Strings have another enticing, even more esoteric property. As they vibrate, they force space and time to curl around them, giving rise to gravity in exactly the manner that Einstein described in his theory of relativity. String theory thus promises to merge the equations describing the action of the tiny world we cannot see—that of subatomic particles—with the equations describing gravity and the large-scale world we experience every day. Einstein spent the final three decades of his life searching for such a merger, which he likened to “reading the mind of God.” String theory may achieve what Einstein could not, a unified theory that explains how the universe works.
Throughout modern history, the discovery of each new unifying principle in physics has sparked stunning new practical insights. Isaac Newton’s laws of mechanics paved the way for steam engines and the industrial revolution. Michael Faraday and James Clerk Maxwell’s insight that electricity and magnetism are two aspects of the same force, electromagnetism, ultimately unleashed the age of electronics. Einstein’s realization that energy and matter are interchangeable helped usher in the nuclear age. We can only guess at the discoveries that might follow the confirmation of string theory.

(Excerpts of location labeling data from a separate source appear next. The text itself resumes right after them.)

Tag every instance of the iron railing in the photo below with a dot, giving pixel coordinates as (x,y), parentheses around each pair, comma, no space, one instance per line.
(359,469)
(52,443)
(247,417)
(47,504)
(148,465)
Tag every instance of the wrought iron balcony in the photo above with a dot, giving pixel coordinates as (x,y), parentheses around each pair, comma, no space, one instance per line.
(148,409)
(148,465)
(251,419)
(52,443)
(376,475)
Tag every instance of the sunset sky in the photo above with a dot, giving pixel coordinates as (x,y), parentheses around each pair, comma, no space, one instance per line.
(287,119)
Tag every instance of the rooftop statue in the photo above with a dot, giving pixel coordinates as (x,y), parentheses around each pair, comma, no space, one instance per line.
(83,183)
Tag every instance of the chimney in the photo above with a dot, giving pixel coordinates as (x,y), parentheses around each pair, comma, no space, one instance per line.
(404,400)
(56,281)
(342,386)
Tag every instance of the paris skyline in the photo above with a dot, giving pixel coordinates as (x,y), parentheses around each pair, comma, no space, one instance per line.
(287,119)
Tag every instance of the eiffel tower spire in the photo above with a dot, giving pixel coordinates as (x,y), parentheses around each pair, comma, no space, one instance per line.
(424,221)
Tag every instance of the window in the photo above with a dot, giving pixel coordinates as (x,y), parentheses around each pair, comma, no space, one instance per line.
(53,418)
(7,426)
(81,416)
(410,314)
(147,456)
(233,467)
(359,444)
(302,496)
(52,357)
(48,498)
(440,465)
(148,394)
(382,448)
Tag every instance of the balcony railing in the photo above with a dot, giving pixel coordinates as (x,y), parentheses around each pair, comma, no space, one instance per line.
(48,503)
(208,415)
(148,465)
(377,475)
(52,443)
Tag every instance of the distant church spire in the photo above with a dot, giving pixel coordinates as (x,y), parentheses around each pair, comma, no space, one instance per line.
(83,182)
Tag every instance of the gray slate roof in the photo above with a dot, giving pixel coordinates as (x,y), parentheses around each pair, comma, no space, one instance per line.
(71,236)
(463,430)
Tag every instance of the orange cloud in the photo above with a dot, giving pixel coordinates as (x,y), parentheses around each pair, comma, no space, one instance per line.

Finally, the math behind string theory is extremely sophisticated and beautiful, and the equations have survived every mathematical challenge. People who have worked on string theory often walk away with a powerful, if unquantifiable, feeling that it smells like truth.
But any theory, no matter how grand, must be reproducible, and that is where testing string theory gets a little crazy. Each of the theory’s solutions represents an entire universe, so to test the theory fully, one would have to create a baby universe in a laboratory. State-of-the-art technology barely lets us escape the planet, never mind re-create another cosmos. So skeptics, who often admit the loveliness of the math, have long dismissed string theory as an untestable fantasy.
That could change soon. An array of new devices—including new atom smashers, gravity detectors, spaceborne satellites, and buried detectors—could provide significant evidence that would support string theory. The rub is that all this new evidence, no matter how compelling, will still provide only indirect proof.